Long-term persistence of this species will probably require well-planned fire management regimes within its habitat, throughout its range. Prescribed burning is currently conducted for a variety of reasons, including protection of human life and property, and habitat management. Management for the New Holland mouse should be incorporated into appropriate FFMV fire protection plans. The New Holland mouse occurs in association with other native mammals, including the brown antechinus (Antechinus stuartii), white-footed dunnart (Sminthopsis leucopus), southern brown bandicoot (Isoodon obesulus), bush rat (Rattus fuscipes), swamp rat (Rattus lutreolus) and eastern pygmy possum (Cercartetus nanus). Activities such as prescribed burning may not always benefit these species, nor the many other vertebrates, invertebrates, plants and other organisms present. Nevertheless, regimes could be formulated to adequately cater for some specific requirements, given that there is sufficient area of habitat. Small-scale mosaic burns should not endanger other vertebrate species at a local level, and may benefit native plants.

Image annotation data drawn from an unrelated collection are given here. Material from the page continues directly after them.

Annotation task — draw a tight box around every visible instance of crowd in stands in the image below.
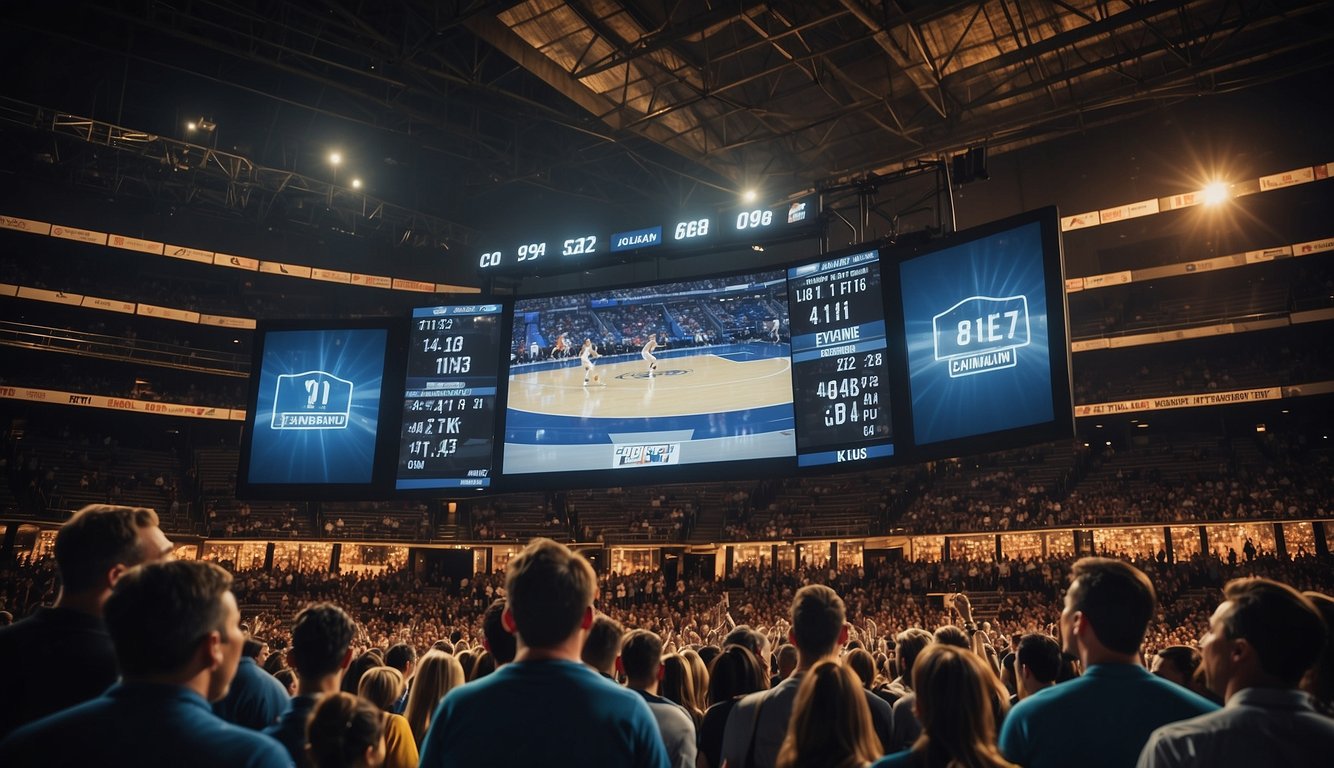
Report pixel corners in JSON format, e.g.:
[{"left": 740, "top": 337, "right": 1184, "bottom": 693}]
[{"left": 0, "top": 507, "right": 1334, "bottom": 768}]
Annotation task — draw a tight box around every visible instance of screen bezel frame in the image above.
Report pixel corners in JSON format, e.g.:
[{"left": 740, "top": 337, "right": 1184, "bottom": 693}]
[
  {"left": 388, "top": 293, "right": 515, "bottom": 500},
  {"left": 236, "top": 316, "right": 407, "bottom": 501},
  {"left": 492, "top": 261, "right": 804, "bottom": 493},
  {"left": 880, "top": 205, "right": 1075, "bottom": 464}
]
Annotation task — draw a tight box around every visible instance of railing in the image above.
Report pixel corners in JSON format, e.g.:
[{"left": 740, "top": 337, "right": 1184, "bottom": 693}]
[{"left": 0, "top": 320, "right": 249, "bottom": 379}]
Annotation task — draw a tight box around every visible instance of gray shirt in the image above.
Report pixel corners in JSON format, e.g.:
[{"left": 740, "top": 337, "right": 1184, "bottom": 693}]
[{"left": 1139, "top": 688, "right": 1334, "bottom": 768}]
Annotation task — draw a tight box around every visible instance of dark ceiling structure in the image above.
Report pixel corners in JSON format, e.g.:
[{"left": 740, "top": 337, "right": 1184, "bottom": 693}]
[{"left": 0, "top": 0, "right": 1334, "bottom": 252}]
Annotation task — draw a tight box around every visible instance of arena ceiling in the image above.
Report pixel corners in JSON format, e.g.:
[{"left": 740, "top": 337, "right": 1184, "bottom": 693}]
[{"left": 0, "top": 0, "right": 1334, "bottom": 239}]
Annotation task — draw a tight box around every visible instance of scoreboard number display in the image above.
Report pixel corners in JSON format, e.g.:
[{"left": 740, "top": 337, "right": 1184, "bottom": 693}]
[
  {"left": 395, "top": 304, "right": 503, "bottom": 491},
  {"left": 787, "top": 251, "right": 894, "bottom": 467}
]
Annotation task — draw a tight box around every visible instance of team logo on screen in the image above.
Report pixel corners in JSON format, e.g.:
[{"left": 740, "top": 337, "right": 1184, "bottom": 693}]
[
  {"left": 611, "top": 443, "right": 680, "bottom": 469},
  {"left": 931, "top": 296, "right": 1029, "bottom": 379},
  {"left": 271, "top": 371, "right": 352, "bottom": 429}
]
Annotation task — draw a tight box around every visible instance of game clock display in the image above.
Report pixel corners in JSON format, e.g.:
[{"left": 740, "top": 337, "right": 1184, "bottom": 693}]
[
  {"left": 395, "top": 304, "right": 503, "bottom": 491},
  {"left": 787, "top": 251, "right": 894, "bottom": 467}
]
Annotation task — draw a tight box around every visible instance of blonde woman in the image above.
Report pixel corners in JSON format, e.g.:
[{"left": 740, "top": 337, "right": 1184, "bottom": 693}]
[
  {"left": 358, "top": 667, "right": 418, "bottom": 768},
  {"left": 403, "top": 651, "right": 464, "bottom": 747},
  {"left": 875, "top": 643, "right": 1015, "bottom": 768},
  {"left": 775, "top": 660, "right": 880, "bottom": 768}
]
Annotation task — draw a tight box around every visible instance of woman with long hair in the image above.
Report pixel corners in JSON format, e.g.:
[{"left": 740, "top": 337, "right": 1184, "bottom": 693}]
[
  {"left": 305, "top": 691, "right": 384, "bottom": 768},
  {"left": 403, "top": 651, "right": 464, "bottom": 748},
  {"left": 658, "top": 653, "right": 704, "bottom": 729},
  {"left": 358, "top": 667, "right": 419, "bottom": 768},
  {"left": 875, "top": 643, "right": 1015, "bottom": 768},
  {"left": 696, "top": 645, "right": 768, "bottom": 768},
  {"left": 775, "top": 660, "right": 880, "bottom": 768}
]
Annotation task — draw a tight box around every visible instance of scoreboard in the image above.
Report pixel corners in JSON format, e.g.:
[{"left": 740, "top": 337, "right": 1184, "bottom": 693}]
[
  {"left": 237, "top": 203, "right": 1074, "bottom": 499},
  {"left": 787, "top": 251, "right": 894, "bottom": 467},
  {"left": 476, "top": 196, "right": 820, "bottom": 275},
  {"left": 395, "top": 304, "right": 503, "bottom": 491}
]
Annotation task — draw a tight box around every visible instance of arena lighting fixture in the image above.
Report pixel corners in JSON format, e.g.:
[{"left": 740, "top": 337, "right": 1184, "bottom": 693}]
[{"left": 1201, "top": 181, "right": 1231, "bottom": 208}]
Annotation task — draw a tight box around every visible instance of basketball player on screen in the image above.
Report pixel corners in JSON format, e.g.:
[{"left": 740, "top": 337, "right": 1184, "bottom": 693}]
[
  {"left": 639, "top": 333, "right": 658, "bottom": 379},
  {"left": 579, "top": 339, "right": 598, "bottom": 387}
]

The 2021 survey and conservation assessment in north-eastern Tasmania, funded by the Commonwealth Government, will inform a national recovery plan for the mouse.

===Conservation efforts to combat feral cats===
- Threat Abatement Plan for Predation by Feral Cats (DEWHA, 2008)

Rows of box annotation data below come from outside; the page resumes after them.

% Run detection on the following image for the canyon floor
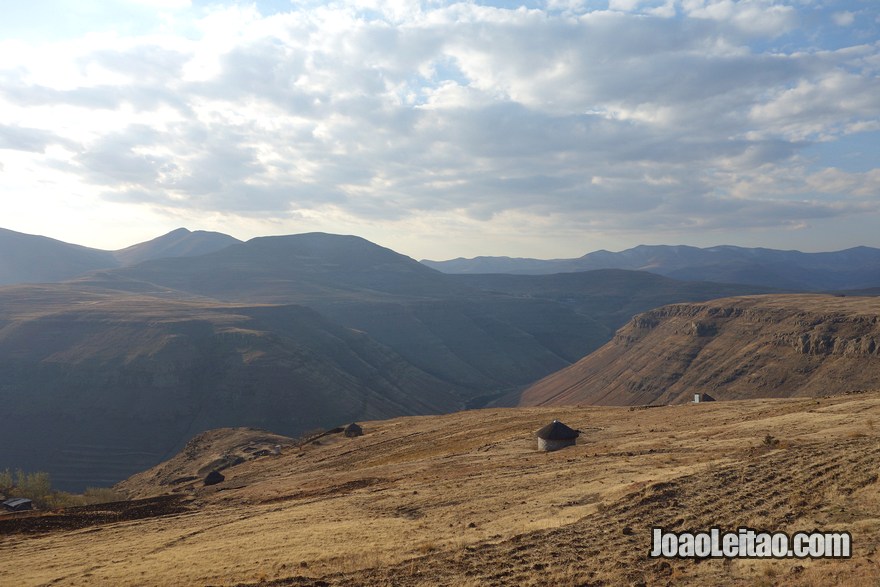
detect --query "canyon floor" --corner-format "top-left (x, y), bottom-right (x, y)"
top-left (0, 391), bottom-right (880, 587)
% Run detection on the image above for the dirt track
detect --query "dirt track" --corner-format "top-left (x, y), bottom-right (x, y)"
top-left (0, 495), bottom-right (189, 535)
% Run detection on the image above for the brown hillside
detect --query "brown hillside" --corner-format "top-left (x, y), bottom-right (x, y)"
top-left (0, 391), bottom-right (880, 587)
top-left (519, 295), bottom-right (880, 405)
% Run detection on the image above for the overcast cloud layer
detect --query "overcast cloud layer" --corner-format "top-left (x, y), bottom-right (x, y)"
top-left (0, 0), bottom-right (880, 259)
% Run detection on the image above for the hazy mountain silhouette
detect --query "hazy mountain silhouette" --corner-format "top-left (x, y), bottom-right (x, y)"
top-left (0, 228), bottom-right (241, 285)
top-left (0, 284), bottom-right (454, 490)
top-left (113, 228), bottom-right (241, 265)
top-left (422, 245), bottom-right (880, 291)
top-left (0, 228), bottom-right (119, 285)
top-left (0, 233), bottom-right (796, 488)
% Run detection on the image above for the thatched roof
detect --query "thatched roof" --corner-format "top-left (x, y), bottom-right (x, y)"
top-left (205, 469), bottom-right (226, 485)
top-left (535, 420), bottom-right (580, 440)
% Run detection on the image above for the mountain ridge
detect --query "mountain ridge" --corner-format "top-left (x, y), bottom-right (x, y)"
top-left (516, 294), bottom-right (880, 405)
top-left (421, 245), bottom-right (880, 291)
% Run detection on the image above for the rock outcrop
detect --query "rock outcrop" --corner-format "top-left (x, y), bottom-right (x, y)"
top-left (520, 295), bottom-right (880, 405)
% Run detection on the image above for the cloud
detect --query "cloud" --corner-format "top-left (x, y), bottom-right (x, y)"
top-left (0, 0), bottom-right (880, 254)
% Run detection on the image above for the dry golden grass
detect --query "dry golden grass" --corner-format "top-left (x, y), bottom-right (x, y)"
top-left (0, 392), bottom-right (880, 586)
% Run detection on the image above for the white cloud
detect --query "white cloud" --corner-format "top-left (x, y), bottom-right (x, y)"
top-left (0, 0), bottom-right (880, 256)
top-left (831, 12), bottom-right (856, 26)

===Conservation efforts to combat red fox===
- Threat Abatement Plan for Predation by European red fox (DEWHA 2008)

===Conservation efforts to combat habitat loss===
- Living with Fire – Victoria's Bushfire Strategy (DSE, 2008)
- Threat Abatement Plan for Disease in Natural Ecosystems caused by Phytophthora cinnamomi (DEWHA, 2009)

===Other conservation efforts===
- Draft Flora and Fauna Guarantee Action Statement - New Holland Mouse Pseudomys novaehollandiae (DSE, 2009)
- Flora and Fauna Guarantee Action Statement No. 74, New Holland Mouse Pseudomys novaehollandiae (DNRE, 1996)

==Conservation status==
The New Holland mouse is classified as vulnerable by the IUCN. It is listed as a threatened (vulnerable) species on the Commonwealth Environment Protection and Biodiversity Conservation Act 1999, and as threatened on the Victorian Flora and Fauna Guarantee Act 1988. An Action Statement has also been prepared for the New Holland mouse under this Act.

It is also listed as endangered in Victoria on the Department of Sustainability and Environment 2003 advisory list of threatened vertebrate fauna.